Fukuzawa described his difficulties with translation: ‘when I came upon the word “competition” for which there was no equivalent in Japanese, and I was obliged to use an invention of my own, “kyoso”, literally, “race-fight”. When the official saw my translation, he appeared much impressed. Then he said suddenly, “here is the word ‘fight’. What does it mean? It is such an unpeaceful word”.’ Fukuzawa tried to explain, but the official refused to take the translation to his superior because the word fight was not conducive to peace. Fukuzawa then commented acidly. ‘I suppose he would rather have seen some such phrase as “men being kind to each other” in a book on economics, or a man’s loyalty to his lord, open generosity from a merchant in times of national stress, etc. But I said to him, “if you do not agree to the word ‘fight,’ I am afraid I shall have to erase it entirely. There is no other term that is faithful to the original.”’10

Yet alongside this very unpeaceful ‘race-fight’ with which Fukuzawa translated the quintessence of capitalism, there was another more peaceful and co-operative side. Competitive capitalists when trying to catch the largest fish, grow the largest vegetable, collect the largest set of stamps or race the fastest sailing boat, need people to be competitive with. They need to collaborate and share and compare, so all these activities were centred round friendships, groups, clubs and mutual recognition of skills and achievements.
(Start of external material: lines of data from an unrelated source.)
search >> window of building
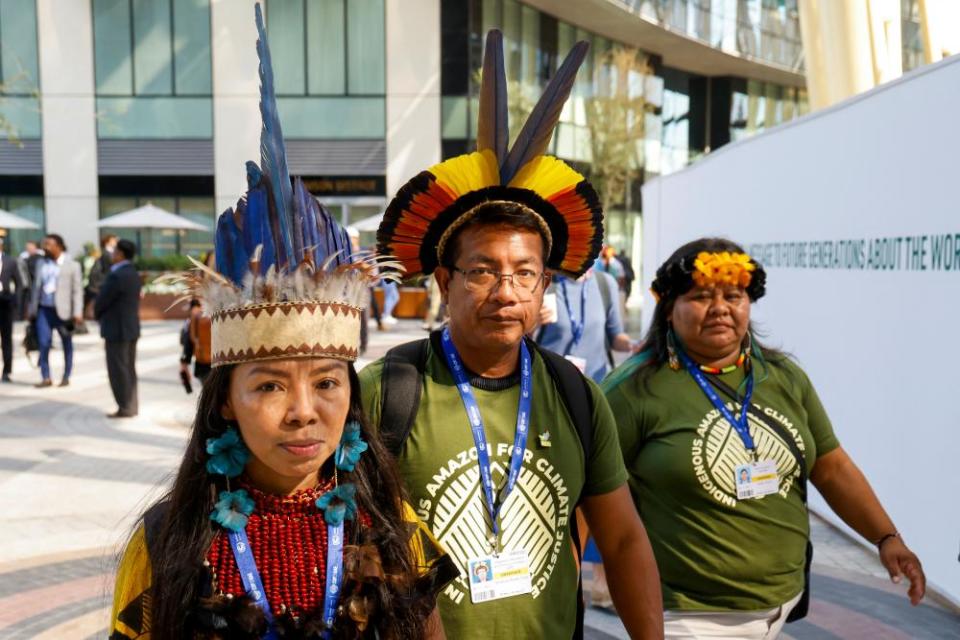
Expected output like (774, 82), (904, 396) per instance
(0, 0), (40, 139)
(0, 194), (44, 256)
(100, 195), (216, 257)
(900, 0), (924, 73)
(92, 0), (213, 139)
(266, 0), (386, 139)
THE MULTIFARIOUS CLUBS, associations, hobbies and sports were given extra strength by the presence of those quintessentially English phenomena, the English inn and pub. The inn and the public house where a person could meet ‘friends’ are both an expression and a cementing of the patterns of association.

The prevalence of large inns throughout English towns and countryside, where people could stay the night and find food and drink, is a central feature of English social history, much celebrated, for example, in the novels of Charles Dickens. As I know from my own experience, if one travels around England, even if there are kin living near one’s route, one often goes to stay in an inn or ‘bed and breakfast’ rather than ‘putting the family to trouble’.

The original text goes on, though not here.